Honda Australia is promoting its automatic Dual-Clutch Transmission on the new Africa Twin adventure bike by offering the upgrade for free.

Apart from scooters, there are few bikes that have a clutchless shift transmission, although many hi-tech sports bikes now have a quick shifter that allows shifts without using the clutch.

The standard transmission Africa Twin costs $16,999 (plus on-road costs), so the upgrade to the auto DCT represents a saving of $1000.

They say the offer is for a “limited time” but do not specify when it ends.

It is understandable that many riders would feel an automatic gearbox would take away from the fun of a ride.

Honda obviously believes they need some convincing with a free upgrade.

Daryl promotes automatic transmission

Honda has also enlisted the help of former GP rider Daryl Beattie who now runs a motorcycle adventure travel company, Daryl Beattie Adventures, taking riders into the Outback on various Hondas.

Daryl with the Africa Twin

“I love the DCT; it’s got everything I need for all of the different types of riding I do; prefect for commute riding and then when I’m in the bush the DCT just does all you need it to do,” the release says.

“You get the best of both worlds from the DCT as you gain the ease of having the auto but you can still switch to manual if you feel like it.”

2017 Honda CRF1000L, Africa Twin with automatic DCT
Daryl gets wet

As Daryl says, DCT can be ridden in manual mode where the rider shifts gears via a handlebar trigger.
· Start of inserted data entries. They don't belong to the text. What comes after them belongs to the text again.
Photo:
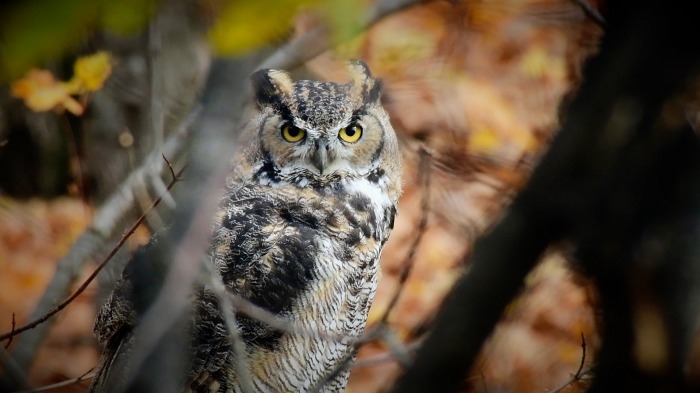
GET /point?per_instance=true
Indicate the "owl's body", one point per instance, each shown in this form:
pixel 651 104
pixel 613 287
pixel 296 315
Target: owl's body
pixel 310 202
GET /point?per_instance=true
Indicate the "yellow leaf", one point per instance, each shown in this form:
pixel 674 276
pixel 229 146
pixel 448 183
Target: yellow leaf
pixel 484 140
pixel 42 92
pixel 92 71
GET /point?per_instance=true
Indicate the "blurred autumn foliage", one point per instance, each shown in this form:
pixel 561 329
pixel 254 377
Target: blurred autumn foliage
pixel 473 87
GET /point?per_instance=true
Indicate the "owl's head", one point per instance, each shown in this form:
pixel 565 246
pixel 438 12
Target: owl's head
pixel 320 133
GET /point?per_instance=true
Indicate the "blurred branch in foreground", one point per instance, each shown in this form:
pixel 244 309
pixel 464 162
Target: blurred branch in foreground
pixel 622 175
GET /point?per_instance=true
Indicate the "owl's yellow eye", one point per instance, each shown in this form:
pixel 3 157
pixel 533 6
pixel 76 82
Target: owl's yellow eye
pixel 291 133
pixel 352 133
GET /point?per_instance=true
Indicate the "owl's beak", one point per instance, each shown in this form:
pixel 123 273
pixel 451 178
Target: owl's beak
pixel 319 158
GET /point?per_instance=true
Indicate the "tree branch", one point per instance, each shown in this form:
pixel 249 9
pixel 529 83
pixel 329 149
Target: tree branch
pixel 617 104
pixel 104 226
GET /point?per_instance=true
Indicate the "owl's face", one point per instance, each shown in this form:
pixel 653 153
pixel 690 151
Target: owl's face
pixel 318 133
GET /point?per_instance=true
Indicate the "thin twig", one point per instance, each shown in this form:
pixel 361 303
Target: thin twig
pixel 73 381
pixel 583 356
pixel 56 309
pixel 315 41
pixel 105 223
pixel 13 372
pixel 591 12
pixel 11 331
pixel 384 357
pixel 581 372
pixel 424 170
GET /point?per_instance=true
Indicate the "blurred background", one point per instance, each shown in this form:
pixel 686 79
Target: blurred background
pixel 94 93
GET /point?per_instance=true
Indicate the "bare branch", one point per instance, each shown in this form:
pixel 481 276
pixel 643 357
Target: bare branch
pixel 73 381
pixel 56 309
pixel 591 12
pixel 580 373
pixel 424 171
pixel 106 222
pixel 12 332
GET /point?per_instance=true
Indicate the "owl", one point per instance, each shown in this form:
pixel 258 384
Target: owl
pixel 309 203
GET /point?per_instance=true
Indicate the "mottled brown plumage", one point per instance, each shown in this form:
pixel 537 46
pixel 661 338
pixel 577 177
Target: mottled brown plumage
pixel 310 202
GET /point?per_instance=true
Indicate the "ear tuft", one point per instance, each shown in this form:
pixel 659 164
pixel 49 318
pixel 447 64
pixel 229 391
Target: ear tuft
pixel 271 87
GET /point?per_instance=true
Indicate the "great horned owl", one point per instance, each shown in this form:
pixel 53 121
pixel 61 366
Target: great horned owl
pixel 310 202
There are also two automatic modes where the bike shifts the gears itself. D is an economy and cruising mode while there are three sporty modes – S1, S2 and S3 – with increasing levels of performance.

But wait, there’s more!

There is also a G switch on the right side of the instrument panel that increases traction and machine control by reducing clutch slip.
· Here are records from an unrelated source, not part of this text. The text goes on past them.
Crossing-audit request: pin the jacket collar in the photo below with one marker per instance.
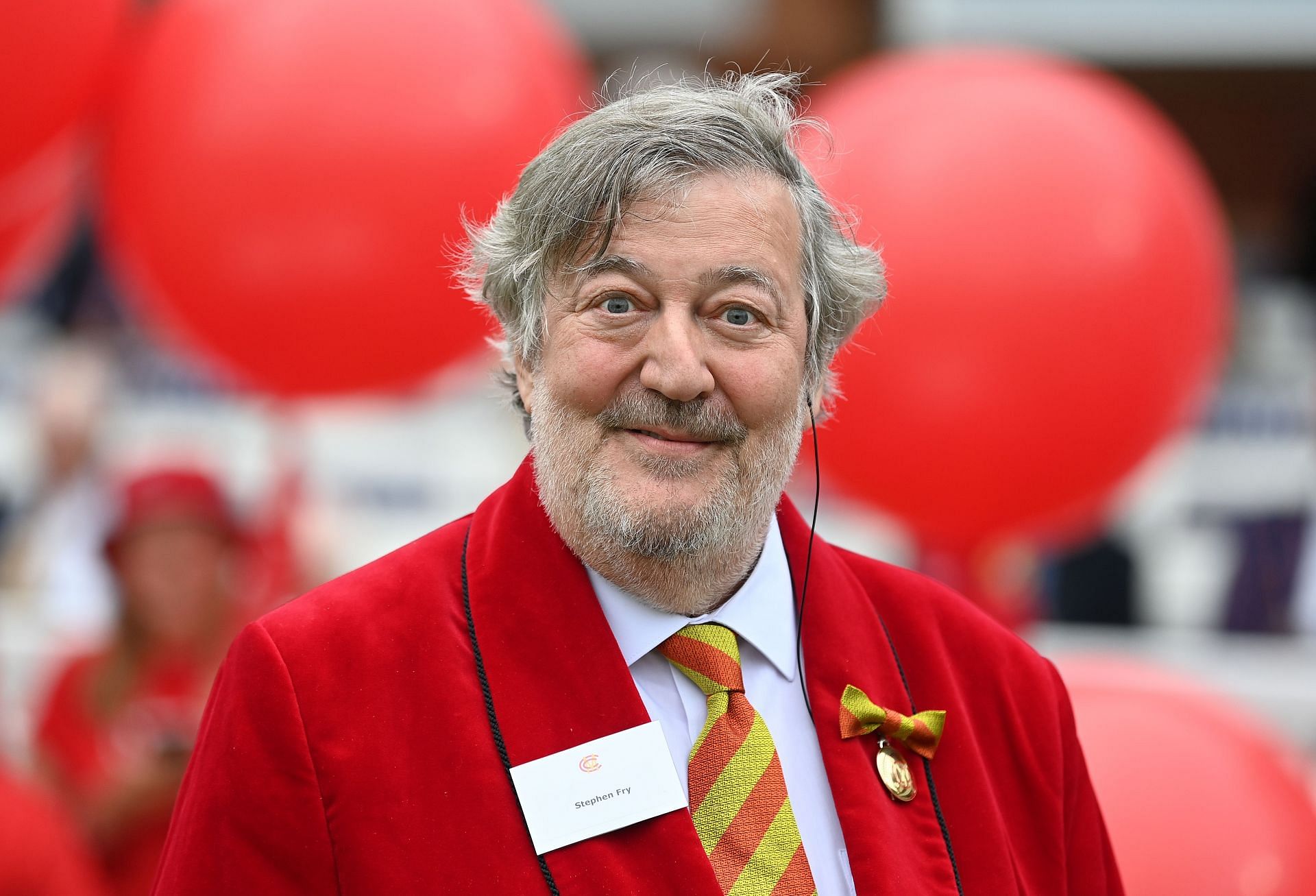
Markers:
(559, 679)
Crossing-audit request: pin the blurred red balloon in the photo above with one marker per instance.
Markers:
(284, 182)
(54, 57)
(1058, 287)
(1201, 797)
(37, 208)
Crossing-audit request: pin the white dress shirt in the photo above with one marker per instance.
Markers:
(762, 615)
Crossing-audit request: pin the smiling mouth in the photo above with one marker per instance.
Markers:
(670, 439)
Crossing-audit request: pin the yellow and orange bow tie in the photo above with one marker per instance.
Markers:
(921, 732)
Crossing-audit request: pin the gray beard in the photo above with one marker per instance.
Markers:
(685, 559)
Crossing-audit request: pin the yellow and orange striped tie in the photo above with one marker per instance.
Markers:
(738, 794)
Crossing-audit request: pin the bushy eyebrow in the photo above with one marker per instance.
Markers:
(715, 279)
(738, 274)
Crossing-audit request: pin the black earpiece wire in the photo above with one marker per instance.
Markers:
(808, 561)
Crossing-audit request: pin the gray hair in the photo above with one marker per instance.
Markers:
(652, 143)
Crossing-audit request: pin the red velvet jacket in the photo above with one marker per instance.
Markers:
(346, 747)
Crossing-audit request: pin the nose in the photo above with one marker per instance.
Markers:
(674, 358)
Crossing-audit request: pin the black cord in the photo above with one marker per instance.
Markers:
(927, 766)
(489, 700)
(808, 561)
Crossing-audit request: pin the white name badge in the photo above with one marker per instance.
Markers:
(596, 787)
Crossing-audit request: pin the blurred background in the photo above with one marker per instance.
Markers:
(233, 363)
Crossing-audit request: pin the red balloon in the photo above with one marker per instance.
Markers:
(38, 204)
(1199, 797)
(54, 56)
(1058, 287)
(284, 182)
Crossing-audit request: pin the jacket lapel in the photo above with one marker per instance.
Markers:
(892, 847)
(559, 679)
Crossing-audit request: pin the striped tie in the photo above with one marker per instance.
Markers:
(738, 794)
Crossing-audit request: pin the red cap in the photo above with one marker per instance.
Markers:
(173, 494)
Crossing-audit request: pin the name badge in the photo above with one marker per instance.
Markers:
(596, 787)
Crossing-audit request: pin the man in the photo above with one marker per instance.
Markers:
(673, 289)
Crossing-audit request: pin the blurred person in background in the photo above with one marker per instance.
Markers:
(51, 554)
(119, 727)
(674, 287)
(40, 850)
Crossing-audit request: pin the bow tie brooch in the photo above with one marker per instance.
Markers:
(921, 732)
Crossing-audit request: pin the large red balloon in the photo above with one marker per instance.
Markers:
(1201, 797)
(1058, 287)
(54, 56)
(38, 204)
(284, 180)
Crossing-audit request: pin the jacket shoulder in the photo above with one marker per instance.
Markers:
(938, 621)
(393, 592)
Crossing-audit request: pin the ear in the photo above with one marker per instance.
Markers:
(524, 383)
This system also features incline detection, which adapts the gear shift pattern to match the grade of incline.

The Honda Selectable Torque Control (HSTC) system offers three levels of control, while the rider is also able to turn off the ABS system for the rear wheel.

Read a Dakar Rally rider’s review

Laura Csortan and Christophe Barriere-Varju in "Riding Morocco: Chasing the Dakar” on TV automatic
ChristopheBarriere-Varju riding the Africa Twin in Africa

With all these electronic rider aids, the Africa Twin makes adventure riders out of just about any rider, no matter what their skill level.

No wonder, it has become the top-selling adventure bike, deposing the austere Kawasaki KLR 650 and the ubiquitous BMW R 1200 GS.